Music streaming service companies such as Spotify and Pandora have built recommendaion systems to recommend songs and artists to users based upon user infomration. These systems mainly leverage user based collaborative filtering and content based models to implement the system. They continiusly learn fron the users behvior, interest and listening pattern.
The goal of this project is to implement a musical artist recommendations. Below are the details of the system implementaion:
The datasets were generated by the Information Retrieval Group at Universidad Autónoma de Madrid (http://ir.ii.uam.es). Before using these datasets, please review the README files for the usage license and other details.
link: https://grouplens.org/datasets/hetrec-2011/
This dataset contains social networking, tagging, and music artist listening information from a set of 2K users from Last.fm online music system. http://www.last.fm
Data statistics
artists.dat file contains information about music artists listened and tagged by the users.
# load list of last.fm artists:
artists <- read_delim("https://raw.githubusercontent.com/niteen11/MSDS/master/DATA643/dataset/hetrec2011-lastfm-2k/artists.dat", delim = "\t") %>% select(id, name)
dim(artists)
## [1] 16423 2
kable(head(artists,10))
id | name |
---|---|
1 | MALICE MIZER |
2 | Diary of Dreams |
3 | Carpathian Forest |
4 | Moi dix Mois |
5 | Bella Morte |
6 | Moonspell |
7 | Marilyn Manson |
8 | DIR EN GREY |
9 | Combichrist |
10 | Grendel |
user_artists.dat file contains the artists listened by each user. It also provides a listening count for each [user, artist] pair.

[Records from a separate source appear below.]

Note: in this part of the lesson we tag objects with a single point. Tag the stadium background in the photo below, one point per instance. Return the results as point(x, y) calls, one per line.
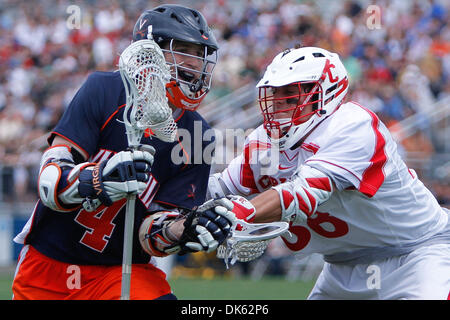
point(397, 53)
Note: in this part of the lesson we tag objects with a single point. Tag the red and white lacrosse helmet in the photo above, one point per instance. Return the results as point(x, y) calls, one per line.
point(316, 77)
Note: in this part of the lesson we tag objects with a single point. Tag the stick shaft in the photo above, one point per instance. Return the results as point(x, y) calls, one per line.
point(128, 248)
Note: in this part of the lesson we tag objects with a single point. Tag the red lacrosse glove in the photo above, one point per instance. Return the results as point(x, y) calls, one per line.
point(242, 208)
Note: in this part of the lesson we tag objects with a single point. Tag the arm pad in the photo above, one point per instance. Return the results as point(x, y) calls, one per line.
point(58, 179)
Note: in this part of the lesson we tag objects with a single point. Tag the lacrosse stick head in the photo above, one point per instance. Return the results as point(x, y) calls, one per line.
point(250, 242)
point(145, 74)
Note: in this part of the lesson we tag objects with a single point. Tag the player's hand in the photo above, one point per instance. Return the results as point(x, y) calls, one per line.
point(207, 227)
point(242, 208)
point(127, 172)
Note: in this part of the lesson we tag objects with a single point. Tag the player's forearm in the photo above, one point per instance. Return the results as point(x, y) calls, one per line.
point(267, 205)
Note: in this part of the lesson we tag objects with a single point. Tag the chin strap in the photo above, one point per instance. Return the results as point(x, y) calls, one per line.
point(179, 100)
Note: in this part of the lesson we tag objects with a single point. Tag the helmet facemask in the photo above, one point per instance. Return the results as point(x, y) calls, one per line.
point(284, 114)
point(191, 74)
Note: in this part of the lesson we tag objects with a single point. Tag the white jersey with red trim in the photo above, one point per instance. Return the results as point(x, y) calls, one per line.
point(377, 203)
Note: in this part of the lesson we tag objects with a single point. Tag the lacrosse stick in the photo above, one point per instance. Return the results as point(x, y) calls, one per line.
point(145, 74)
point(250, 242)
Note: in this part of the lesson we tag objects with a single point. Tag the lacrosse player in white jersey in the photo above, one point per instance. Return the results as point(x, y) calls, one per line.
point(335, 175)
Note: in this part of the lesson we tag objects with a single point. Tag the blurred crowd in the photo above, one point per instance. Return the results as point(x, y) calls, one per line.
point(397, 54)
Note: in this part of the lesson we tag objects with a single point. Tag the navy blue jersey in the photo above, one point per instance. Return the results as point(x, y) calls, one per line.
point(93, 121)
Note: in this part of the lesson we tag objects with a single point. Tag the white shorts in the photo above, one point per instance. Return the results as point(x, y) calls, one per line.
point(423, 274)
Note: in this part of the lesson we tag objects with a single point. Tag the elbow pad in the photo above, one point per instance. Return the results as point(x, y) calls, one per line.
point(58, 179)
point(300, 197)
point(216, 187)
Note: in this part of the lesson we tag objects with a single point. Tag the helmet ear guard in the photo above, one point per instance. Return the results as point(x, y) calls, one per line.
point(315, 67)
point(168, 24)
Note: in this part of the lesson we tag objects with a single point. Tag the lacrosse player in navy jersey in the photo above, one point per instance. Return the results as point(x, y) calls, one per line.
point(73, 241)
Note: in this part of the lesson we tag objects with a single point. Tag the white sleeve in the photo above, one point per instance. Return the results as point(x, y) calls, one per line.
point(353, 154)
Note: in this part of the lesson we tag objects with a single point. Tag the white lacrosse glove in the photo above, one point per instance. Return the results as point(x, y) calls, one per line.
point(208, 226)
point(127, 172)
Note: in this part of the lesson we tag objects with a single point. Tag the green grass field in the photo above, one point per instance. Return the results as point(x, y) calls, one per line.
point(269, 288)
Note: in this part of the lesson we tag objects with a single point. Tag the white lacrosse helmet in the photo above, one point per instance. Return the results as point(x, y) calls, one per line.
point(321, 81)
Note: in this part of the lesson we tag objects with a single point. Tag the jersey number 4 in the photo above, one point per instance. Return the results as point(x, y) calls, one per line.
point(99, 225)
point(340, 228)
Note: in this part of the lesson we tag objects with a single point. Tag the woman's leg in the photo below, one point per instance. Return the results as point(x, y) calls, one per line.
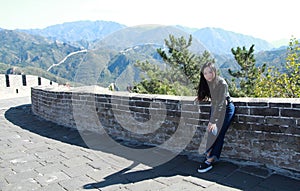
point(216, 149)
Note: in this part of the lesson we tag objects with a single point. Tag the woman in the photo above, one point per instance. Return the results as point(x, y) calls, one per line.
point(215, 88)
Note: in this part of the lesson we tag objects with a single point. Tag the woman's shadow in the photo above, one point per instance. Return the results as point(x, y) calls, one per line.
point(178, 165)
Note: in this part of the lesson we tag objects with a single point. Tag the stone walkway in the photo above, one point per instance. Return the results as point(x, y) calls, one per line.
point(39, 155)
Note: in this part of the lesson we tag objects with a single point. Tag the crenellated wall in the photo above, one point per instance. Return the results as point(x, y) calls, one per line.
point(264, 130)
point(20, 85)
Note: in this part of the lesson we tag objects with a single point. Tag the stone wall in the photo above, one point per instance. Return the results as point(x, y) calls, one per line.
point(20, 85)
point(264, 130)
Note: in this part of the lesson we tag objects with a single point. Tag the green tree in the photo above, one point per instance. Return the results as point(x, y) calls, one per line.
point(248, 75)
point(180, 74)
point(287, 84)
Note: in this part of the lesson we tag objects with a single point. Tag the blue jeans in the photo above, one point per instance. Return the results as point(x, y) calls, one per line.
point(216, 149)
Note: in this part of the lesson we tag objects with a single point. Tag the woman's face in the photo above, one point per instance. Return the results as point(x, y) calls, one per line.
point(209, 74)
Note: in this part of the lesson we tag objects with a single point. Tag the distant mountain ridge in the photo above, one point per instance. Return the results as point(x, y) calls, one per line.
point(109, 54)
point(220, 41)
point(84, 33)
point(77, 31)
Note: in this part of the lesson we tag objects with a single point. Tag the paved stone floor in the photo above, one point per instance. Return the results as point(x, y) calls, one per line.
point(36, 154)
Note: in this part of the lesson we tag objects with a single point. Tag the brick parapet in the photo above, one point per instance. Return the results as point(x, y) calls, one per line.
point(264, 130)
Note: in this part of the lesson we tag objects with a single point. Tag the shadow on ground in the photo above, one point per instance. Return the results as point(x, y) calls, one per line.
point(224, 172)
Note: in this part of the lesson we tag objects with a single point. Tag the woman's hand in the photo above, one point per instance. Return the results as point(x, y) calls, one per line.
point(211, 126)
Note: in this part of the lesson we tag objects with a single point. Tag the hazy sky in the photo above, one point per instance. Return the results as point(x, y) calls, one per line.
point(266, 19)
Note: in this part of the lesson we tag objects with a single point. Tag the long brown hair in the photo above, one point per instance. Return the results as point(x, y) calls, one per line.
point(203, 88)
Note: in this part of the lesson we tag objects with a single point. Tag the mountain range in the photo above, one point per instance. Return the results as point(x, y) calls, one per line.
point(104, 52)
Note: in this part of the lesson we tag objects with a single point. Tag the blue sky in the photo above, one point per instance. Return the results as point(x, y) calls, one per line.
point(269, 20)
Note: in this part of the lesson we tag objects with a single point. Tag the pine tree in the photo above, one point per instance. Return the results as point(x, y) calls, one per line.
point(248, 75)
point(181, 74)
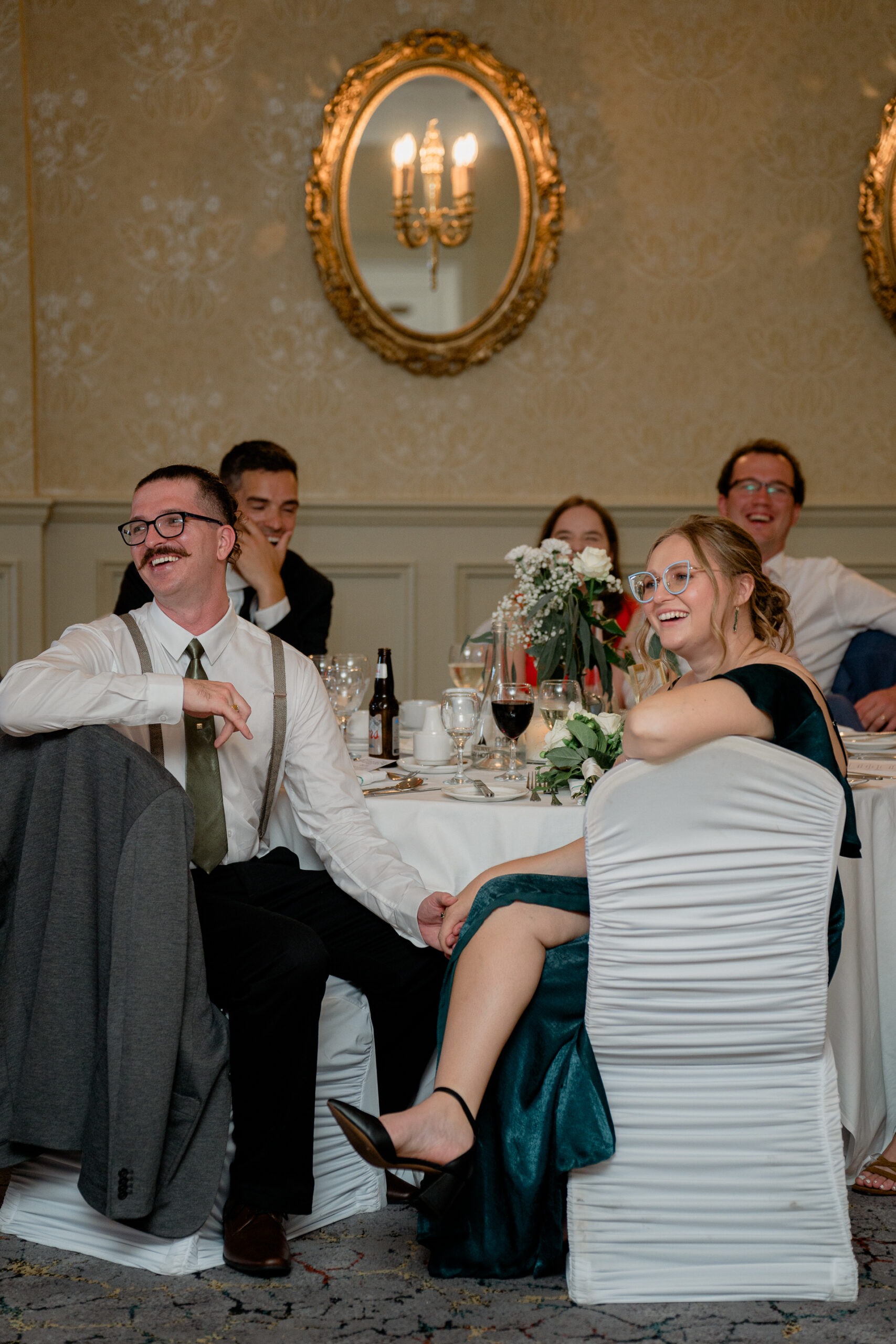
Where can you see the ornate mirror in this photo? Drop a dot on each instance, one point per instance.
(434, 203)
(878, 215)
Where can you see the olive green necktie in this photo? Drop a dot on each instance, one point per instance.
(203, 777)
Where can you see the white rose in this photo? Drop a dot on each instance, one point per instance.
(593, 563)
(555, 737)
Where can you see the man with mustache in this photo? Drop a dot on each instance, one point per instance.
(269, 585)
(272, 932)
(762, 488)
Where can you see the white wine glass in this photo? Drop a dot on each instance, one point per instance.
(467, 666)
(460, 719)
(555, 699)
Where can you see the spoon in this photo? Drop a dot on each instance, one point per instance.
(406, 785)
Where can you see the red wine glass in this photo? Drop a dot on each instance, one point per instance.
(512, 707)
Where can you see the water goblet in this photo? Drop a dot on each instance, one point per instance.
(460, 719)
(556, 698)
(512, 706)
(347, 679)
(467, 666)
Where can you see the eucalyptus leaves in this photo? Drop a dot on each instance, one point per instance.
(582, 747)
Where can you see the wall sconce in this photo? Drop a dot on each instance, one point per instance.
(433, 224)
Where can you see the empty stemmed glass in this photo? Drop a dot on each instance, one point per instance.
(460, 719)
(347, 680)
(512, 706)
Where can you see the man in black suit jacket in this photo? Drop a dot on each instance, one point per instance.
(269, 584)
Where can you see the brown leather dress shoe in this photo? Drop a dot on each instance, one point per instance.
(399, 1191)
(256, 1242)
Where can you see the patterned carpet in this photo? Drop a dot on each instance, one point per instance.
(366, 1281)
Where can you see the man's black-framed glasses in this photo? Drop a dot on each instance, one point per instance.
(167, 524)
(751, 487)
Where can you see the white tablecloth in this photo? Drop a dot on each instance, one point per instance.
(861, 1002)
(450, 842)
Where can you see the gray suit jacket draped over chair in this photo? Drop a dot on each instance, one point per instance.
(109, 1041)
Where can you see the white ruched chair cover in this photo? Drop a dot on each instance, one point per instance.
(710, 882)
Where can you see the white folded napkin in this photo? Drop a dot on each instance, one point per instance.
(860, 766)
(370, 771)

# loading last.fm user_artists file
ratings <- read.table("https://raw.githubusercontent.com/niteen11/MSDS/master/DATA643/dataset/hetrec2011-lastfm-2k/user_artists.dat", header = TRUE, sep = "", stringsAsFactors = FALSE)
dim(ratings)
## [1] 92834 3
kable(head(ratings,10))
userID | artistID | weight |
---|---|---|
2 | 51 | 13883 |
2 | 52 | 11690 |
2 | 53 | 11351 |
2 | 54 | 10300 |
2 | 55 | 8983 |
2 | 56 | 6152 |
2 | 57 | 5955 |
2 | 58 | 4616 |
2 | 59 | 4337 |
2 | 60 | 4147 |
In the below table TotalUsers column indicates the total number of last.fm users that have listened to the artist represented by the last.fm artist ID.

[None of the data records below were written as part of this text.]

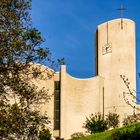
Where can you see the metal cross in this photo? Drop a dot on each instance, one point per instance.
(121, 9)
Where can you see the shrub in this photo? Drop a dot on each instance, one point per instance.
(127, 134)
(45, 135)
(95, 123)
(77, 135)
(131, 119)
(112, 120)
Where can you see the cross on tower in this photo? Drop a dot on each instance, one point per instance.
(121, 9)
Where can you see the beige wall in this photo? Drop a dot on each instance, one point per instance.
(79, 99)
(82, 97)
(121, 61)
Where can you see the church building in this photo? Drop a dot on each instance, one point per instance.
(75, 99)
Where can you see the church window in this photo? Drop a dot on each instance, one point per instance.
(57, 105)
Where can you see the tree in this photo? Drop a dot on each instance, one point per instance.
(95, 123)
(129, 96)
(20, 48)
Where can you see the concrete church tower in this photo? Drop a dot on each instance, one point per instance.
(116, 56)
(74, 99)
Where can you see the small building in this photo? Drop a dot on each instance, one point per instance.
(75, 99)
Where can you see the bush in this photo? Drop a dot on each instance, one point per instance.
(112, 120)
(131, 119)
(77, 135)
(45, 135)
(95, 123)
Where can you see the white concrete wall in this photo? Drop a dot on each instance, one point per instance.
(79, 99)
(120, 62)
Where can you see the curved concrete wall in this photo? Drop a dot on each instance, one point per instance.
(118, 60)
(79, 99)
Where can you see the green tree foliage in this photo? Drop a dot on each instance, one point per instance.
(112, 120)
(20, 44)
(95, 123)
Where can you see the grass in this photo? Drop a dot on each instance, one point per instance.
(108, 134)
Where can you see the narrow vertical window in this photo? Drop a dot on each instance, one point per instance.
(57, 105)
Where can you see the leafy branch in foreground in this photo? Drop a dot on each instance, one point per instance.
(20, 48)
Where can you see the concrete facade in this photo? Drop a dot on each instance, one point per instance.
(115, 51)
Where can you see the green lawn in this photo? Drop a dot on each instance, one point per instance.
(107, 134)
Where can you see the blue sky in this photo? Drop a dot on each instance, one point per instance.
(69, 26)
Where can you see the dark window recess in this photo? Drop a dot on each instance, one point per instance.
(57, 105)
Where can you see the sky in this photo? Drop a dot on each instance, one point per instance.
(69, 26)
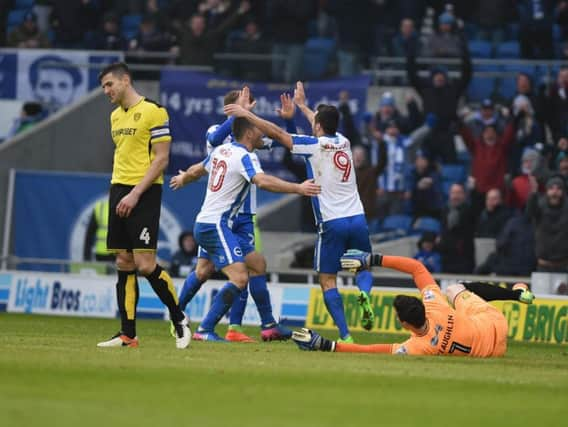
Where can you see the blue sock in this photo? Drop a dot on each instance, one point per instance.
(238, 309)
(219, 307)
(261, 296)
(334, 305)
(190, 287)
(364, 281)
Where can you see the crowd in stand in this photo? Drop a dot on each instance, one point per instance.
(509, 181)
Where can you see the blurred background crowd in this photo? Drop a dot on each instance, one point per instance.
(494, 166)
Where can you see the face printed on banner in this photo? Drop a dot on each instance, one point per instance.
(54, 81)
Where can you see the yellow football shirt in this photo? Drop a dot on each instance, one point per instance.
(134, 130)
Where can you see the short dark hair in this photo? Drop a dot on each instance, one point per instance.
(328, 118)
(240, 126)
(232, 96)
(117, 68)
(410, 310)
(54, 62)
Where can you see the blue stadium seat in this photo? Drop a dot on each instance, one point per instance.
(317, 56)
(24, 4)
(480, 49)
(426, 223)
(130, 23)
(453, 173)
(398, 223)
(15, 18)
(510, 49)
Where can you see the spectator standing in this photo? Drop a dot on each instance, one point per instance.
(494, 216)
(485, 116)
(556, 105)
(425, 185)
(355, 32)
(367, 177)
(456, 239)
(427, 254)
(109, 38)
(393, 192)
(406, 39)
(489, 160)
(445, 42)
(492, 17)
(28, 35)
(535, 30)
(514, 255)
(388, 111)
(440, 98)
(549, 213)
(198, 42)
(288, 21)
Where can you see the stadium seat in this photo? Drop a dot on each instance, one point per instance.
(510, 49)
(480, 49)
(374, 226)
(24, 4)
(482, 87)
(426, 223)
(15, 18)
(129, 24)
(508, 85)
(453, 173)
(317, 56)
(398, 223)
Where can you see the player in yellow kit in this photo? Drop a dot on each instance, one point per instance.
(472, 327)
(141, 134)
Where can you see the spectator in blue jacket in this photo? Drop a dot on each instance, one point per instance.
(427, 254)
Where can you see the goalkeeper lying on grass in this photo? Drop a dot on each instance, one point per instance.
(472, 327)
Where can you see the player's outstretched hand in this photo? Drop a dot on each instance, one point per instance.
(309, 188)
(288, 108)
(307, 339)
(177, 181)
(235, 110)
(355, 260)
(299, 94)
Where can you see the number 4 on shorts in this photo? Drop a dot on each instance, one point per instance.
(145, 235)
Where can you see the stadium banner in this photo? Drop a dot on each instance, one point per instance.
(95, 296)
(55, 78)
(195, 102)
(52, 211)
(546, 320)
(60, 294)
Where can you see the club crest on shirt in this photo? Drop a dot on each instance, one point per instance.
(226, 152)
(429, 295)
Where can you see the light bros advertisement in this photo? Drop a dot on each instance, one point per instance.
(45, 293)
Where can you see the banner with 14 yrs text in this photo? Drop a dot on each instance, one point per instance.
(546, 320)
(195, 102)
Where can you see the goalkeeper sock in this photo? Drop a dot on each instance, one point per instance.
(190, 287)
(334, 305)
(364, 281)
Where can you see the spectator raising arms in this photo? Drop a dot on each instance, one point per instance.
(440, 97)
(456, 238)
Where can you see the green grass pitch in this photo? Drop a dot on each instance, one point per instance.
(51, 374)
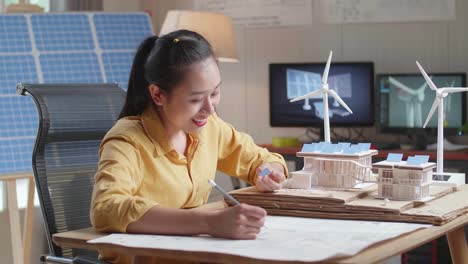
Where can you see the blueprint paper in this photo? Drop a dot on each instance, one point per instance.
(286, 239)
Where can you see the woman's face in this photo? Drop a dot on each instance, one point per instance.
(189, 105)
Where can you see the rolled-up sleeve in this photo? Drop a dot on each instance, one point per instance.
(238, 155)
(114, 203)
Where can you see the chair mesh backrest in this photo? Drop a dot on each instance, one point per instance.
(73, 119)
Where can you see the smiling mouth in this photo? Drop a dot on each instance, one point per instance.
(199, 122)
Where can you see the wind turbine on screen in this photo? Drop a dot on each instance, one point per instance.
(441, 93)
(325, 92)
(412, 102)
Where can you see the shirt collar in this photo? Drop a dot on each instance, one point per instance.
(155, 131)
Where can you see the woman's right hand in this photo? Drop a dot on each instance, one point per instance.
(238, 222)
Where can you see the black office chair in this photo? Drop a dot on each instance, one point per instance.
(73, 119)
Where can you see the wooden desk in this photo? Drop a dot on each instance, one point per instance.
(375, 253)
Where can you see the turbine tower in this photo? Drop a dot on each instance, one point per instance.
(441, 93)
(325, 92)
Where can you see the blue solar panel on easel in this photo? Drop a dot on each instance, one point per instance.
(116, 66)
(121, 31)
(63, 48)
(14, 34)
(62, 32)
(71, 68)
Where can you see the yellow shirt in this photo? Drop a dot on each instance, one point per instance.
(139, 168)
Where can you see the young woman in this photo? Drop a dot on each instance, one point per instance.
(156, 161)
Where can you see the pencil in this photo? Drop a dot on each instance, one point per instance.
(223, 192)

users_artists.stat <- ratings %>%
group_by(artistID) %>%
summarise(TotalUsers=length(unique(userID))) %>%
arrange(desc(TotalUsers))
kable(head(users_artists.stat,10))
artistID | TotalUsers |
---|---|
89 | 611 |
289 | 522 |
288 | 484 |
227 | 480 |
300 | 473 |
67 | 429 |
333 | 417 |
292 | 407 |
190 | 400 |
498 | 399 |
library(ggplot2)
ggplot(data=head(users_artists.stat,100), aes(x=artistID, y=TotalUsers)) +
geom_bar(stat="identity") +
theme_bw()
Let’s build a user-artist-rating dataframe with artist’s name populated
users.artist.rating <- merge.data.frame(artists,ratings,by.x = 'id',by.y = 'artistID')
kable(head(users.artist.rating))
id | name | userID | weight |
---|---|---|---|
1 | MALICE MIZER | 34 | 212 |
1 | MALICE MIZER | 274 | 483 |
1 | MALICE MIZER | 785 | 76 |
2 | Diary of Dreams | 2066 | 83 |
2 | Diary of Dreams | 135 | 1021 |
2 | Diary of Dreams | 1604 | 455 |
Below dataframe shows artists names that are listened most by the users.
users.artist.info<- merge.data.frame(artists,users_artists.stat,by.x = 'id',by.y = 'artistID') %>%
arrange(desc(TotalUsers))
kable(head(users.artist.info,20))
id | name | TotalUsers |
---|---|---|
89 | Lady Gaga | 611 |
289 | Britney Spears | 522 |
288 | Rihanna | 484 |
227 | The Beatles | 480 |
300 | Katy Perry | 473 |
67 | Madonna | 429 |
333 | Avril Lavigne | 417 |
292 | Christina Aguilera | 407 |
190 | Muse | 400 |
498 | Paramore | 399 |
295 | Beyoncé | 397 |
154 | Radiohead | 393 |
65 | Coldplay | 369 |
466 | Ke$ha | 362 |
701 | Shakira | 319 |
302 | P!nk | 305 |
229 | The Killers | 304 |
306 | Black Eyed Peas | 304 |
55 | Kylie Minogue | 298 |
461 | Miley Cyrus | 286 |
Let’s focus on top 1000 artists as determined by the number of listeners/ users.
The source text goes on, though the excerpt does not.